Renewable natural gas produced from renewable sources, including animal 
manure, landfills, renewable biomass and agricultural waste, can be 
produced at high efficiencies, ranging from 60-70 percent. 
Additionally, all of the technology components to produce renewable gas 
from this variety of sources exist today. Renewable natural gas can be 
delivered to customers via the existing U.S. pipeline infrastructure. 
It can provide a renewable option for many heavy industries, which 
could save existing industrial jobs in a carbon constrained economy--
while creating new rural green jobs. As noted earlier, renewable 
natural gas also can be an excellent transportation fuel. Renewable 
natural gas production in digesters provides the agricultural sector 
additional environmental benefits by improving waste management and 
nutrient control.
    For all the reasons discussed here, the Congress should adopt a new 
tax credit specifically encouraging the production of renewable natural 
gas.
                     vi. climate change legislation
    The Congress currently is considering a number of proposals to 
address climate change. At this point, it is difficult to determine 
which proposals likely will be enacted into legislation. However, we 
offer the following comments in regards to some of the major themes 
that have been put forward. Several of the introduced proposals call 
for accelerated introduction of more fuel efficient vehicles and 
specifically encourage efforts to commercialize electric vehicles. We 
support such efforts but believe that the legislation should be 
expanded to specifically include NGVs. As noted above, the Congress 
should extend the current tax incentives for NGVs. This would 
accelerate their introduction and deliver immediate greenhouse gas 
emission reductions. Some climate change proposals also would allocate 
a portion of the proceeds from carbon allowance sales to the Department 
of Energy or Environmental Protection Agency for advanced vehicle 
research. These proposals again have largely focused on the role of 
electric vehicles and their contribution to reducing greenhouse gas 
emissions. Such efforts also should include NGVs. There also have been 
proposals to encourage electric utilities to facilitate the development 
of electric charging infrastructure. Natural gas utilities also could 
play a major role in facilitating the use of low-carbon fuels and their 
infrastructure. Legislation should encourage natural gas utilities to 
make investments in natural gas fueling infrastructure and upgrades to 
their distribution systems that will enable greater use of natural gas 
vehicles and use of renewable natural gas.
    Climate change legislation also should not discourage businesses 
from selling more natural gas for transportation purposes. Natural gas 
is a low-carbon fuel and its use should be encouraged, not discouraged. 

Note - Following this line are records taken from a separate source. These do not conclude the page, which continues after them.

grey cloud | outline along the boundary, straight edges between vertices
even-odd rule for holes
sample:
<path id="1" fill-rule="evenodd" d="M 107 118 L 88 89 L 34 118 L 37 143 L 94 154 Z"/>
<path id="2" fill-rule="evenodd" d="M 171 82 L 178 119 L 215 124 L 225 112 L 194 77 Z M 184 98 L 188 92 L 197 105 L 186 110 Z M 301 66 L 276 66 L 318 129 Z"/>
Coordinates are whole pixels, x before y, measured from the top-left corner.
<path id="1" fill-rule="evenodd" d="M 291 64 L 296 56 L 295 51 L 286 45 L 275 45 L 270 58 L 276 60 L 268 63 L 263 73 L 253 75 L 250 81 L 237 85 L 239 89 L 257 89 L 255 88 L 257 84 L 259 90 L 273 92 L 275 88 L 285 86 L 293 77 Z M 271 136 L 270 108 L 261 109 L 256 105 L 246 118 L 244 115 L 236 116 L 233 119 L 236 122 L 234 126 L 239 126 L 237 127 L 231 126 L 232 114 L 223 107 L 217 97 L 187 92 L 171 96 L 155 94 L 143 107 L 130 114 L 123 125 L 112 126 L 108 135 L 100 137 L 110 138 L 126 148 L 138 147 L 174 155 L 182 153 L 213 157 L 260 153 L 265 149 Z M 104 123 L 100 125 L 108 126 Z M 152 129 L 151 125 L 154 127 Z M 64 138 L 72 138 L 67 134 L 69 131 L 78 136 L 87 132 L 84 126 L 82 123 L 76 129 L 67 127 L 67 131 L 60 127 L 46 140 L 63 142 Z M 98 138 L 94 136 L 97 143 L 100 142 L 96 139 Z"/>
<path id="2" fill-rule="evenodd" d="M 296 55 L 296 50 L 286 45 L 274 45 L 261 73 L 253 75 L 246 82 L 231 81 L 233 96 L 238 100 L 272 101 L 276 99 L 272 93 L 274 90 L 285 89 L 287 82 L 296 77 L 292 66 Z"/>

As described above, substituting natural gas for petroleum provides 
significant climate change benefits. Therefore, cap-and-trade 
provisions should not include natural gas sales for transportation when 
capping utilities sales of natural gas. If sales of natural gas for 
transportation are included in the cap imposed on utilities, gas 
utilities will have no incentive to grow new markets for natural gas as 
this will only increase their burden to obtain offsets so that they can 
continue to serve their traditional customers (e.g., residential, 
commercial). Rather than working to facilitate a transition to greater 
natural gas use in transportation, climate change legislation, if not 
correctly drafted, could result in utilities viewing increased use of 
natural gas for transportations as a burden to them.
                            vii. conclusion
    NGVAmerica appreciates the opportunity to provide this statement. 
We look forward to working with the committee as it crafts legislative 
proposals to address climate change and energy security in ways that 
will diversify the mix of fuels used in transportation.